However in some cases acoustic panels are left out of consideration because the present panels have a surface, which is less than optimum in terms of light reflection.
US2007/0277948 A1 discloses an acoustical tile that includes a core and a surface treatment.
US3908059 A discloses a ceiling tile that has a decorative face produced by applying a binder and a vast plurality of minute expandable plastic particles to patterned areas of the tile face and then applying heat to expand the particles and/or dry the binder.
According to a first aspect of the present invention it is an object to provide a man-made vitreous fibre (MMVF) acoustic panel with a high light reflection and still having acoustic performance.
This object is achieved by the surface coating comprising microspheres, wherein the average diameter of the microspheres is in the interval of 10-200 µm.
The microspheres may be made of silica, ceramics or glass. Choice of material for the microspheres may be influenced by cost, demand for strength or processing equipment.
The diameter of the microspheres may be chosen to fit the purpose, depending on the demands on e.g. acoustics, ease of cleaning, cost, whiteness, processing equipment etc. The average diameter is in the interval 10-200 µm, for example 10-120µm, such as 15-70 µm. Generally a lower average diameter may give a more smooth texture, whereas a higher average diameter may reduce gloss. Microspheres with a relatively high average diameter may be more fragile and put constraints on the process equipment.
The microspheres provide high light reflection. The effect is comparable with a "bath foam effect"; although the bubbles are colourless, the surface curvature assures a white appearance. In some embodiments the effect may be further enhanced by adding pigment to the microspheres. Alternatively or supplementary the microspheres may have a surface coating or surface treatment.
A further advantage is that the microspheres hide the structure of the surface. Often front facings are directional in that e.g. fibres of the facing are predominantly directed in one direction, and this can often be seen in prior art panels. This means that the installer installing the panels must be careful to align all panels making up e.g. a suspended ceiling in the same direction. This is time consuming, and hence adds to the cost of the final ceiling. If adjacent panels are not aligned to have the same direction, it may have a negative effect on the aesthetics of the room.
Furthermore the microspheres are found to make the surface coating of the surface more robust, thereby making the surface coating more easy to clean.

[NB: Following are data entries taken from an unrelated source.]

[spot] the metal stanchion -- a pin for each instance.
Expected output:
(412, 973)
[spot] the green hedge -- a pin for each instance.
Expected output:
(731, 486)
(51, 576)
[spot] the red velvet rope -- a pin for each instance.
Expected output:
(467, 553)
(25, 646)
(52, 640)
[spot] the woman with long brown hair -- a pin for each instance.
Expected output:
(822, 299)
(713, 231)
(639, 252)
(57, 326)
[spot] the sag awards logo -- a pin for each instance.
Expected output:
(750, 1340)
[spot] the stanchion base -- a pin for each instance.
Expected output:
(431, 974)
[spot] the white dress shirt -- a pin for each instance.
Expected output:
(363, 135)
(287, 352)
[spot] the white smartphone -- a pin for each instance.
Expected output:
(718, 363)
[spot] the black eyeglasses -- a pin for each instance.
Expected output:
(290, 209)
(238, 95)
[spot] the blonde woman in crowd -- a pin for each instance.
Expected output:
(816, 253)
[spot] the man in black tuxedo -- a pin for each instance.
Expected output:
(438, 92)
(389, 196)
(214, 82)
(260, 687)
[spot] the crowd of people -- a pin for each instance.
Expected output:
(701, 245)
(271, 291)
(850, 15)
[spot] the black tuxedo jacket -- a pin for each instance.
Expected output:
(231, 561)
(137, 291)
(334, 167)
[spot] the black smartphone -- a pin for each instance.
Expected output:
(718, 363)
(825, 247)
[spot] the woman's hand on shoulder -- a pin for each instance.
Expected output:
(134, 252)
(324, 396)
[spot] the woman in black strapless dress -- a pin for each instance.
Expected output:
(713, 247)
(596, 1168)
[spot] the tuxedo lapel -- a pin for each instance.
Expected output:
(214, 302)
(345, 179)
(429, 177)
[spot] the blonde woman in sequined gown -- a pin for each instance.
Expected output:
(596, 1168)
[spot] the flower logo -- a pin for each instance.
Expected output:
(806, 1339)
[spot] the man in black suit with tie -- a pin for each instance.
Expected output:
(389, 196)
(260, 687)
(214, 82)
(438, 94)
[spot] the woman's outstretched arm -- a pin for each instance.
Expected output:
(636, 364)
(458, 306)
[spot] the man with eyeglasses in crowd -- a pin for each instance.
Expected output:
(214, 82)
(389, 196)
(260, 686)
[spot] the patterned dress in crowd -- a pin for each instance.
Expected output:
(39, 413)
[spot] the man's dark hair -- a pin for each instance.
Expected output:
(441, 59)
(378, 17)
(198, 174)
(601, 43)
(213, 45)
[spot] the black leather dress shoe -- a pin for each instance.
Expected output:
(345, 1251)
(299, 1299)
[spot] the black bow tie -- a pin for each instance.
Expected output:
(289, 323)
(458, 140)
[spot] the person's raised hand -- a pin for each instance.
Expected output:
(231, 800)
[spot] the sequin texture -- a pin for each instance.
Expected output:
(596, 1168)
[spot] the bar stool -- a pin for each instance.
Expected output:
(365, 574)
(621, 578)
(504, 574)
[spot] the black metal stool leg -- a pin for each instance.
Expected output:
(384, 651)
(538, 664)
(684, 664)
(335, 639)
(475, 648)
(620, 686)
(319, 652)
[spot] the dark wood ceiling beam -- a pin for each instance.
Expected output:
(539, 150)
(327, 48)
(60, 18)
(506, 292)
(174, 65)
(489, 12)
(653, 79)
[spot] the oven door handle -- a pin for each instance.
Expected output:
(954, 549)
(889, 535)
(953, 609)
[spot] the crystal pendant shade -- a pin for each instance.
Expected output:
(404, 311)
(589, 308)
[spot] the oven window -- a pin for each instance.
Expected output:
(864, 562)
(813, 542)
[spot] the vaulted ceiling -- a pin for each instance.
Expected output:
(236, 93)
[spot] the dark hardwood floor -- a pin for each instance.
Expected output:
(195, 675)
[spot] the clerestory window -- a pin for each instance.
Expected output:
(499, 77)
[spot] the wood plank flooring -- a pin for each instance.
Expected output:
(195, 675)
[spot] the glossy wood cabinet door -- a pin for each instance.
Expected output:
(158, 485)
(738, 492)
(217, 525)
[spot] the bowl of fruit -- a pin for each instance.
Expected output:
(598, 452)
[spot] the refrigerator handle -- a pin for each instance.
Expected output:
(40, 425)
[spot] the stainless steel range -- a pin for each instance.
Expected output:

According to an embodiment, the facing is a non-woven or a felt having an air permeability of 400-900 l/m²/s. Air permeability in this range is found to provide a good compromise between a closed surface with optimum visual quality in terms of smoothness, light reflection etc and an open surface to provide acoustic performance, in particular sound absorption. The facing may be based on glass fibres, which have a favourable reaction to fire, whereas in other cases the facing may be based on for example plastic fibres to provide a softer facing, or a combination of plastic fibres and glass fibres. The facing may include a pigment or dye to provide the colour wanted, e.g. to provide a white facing with an L-value of at least 95.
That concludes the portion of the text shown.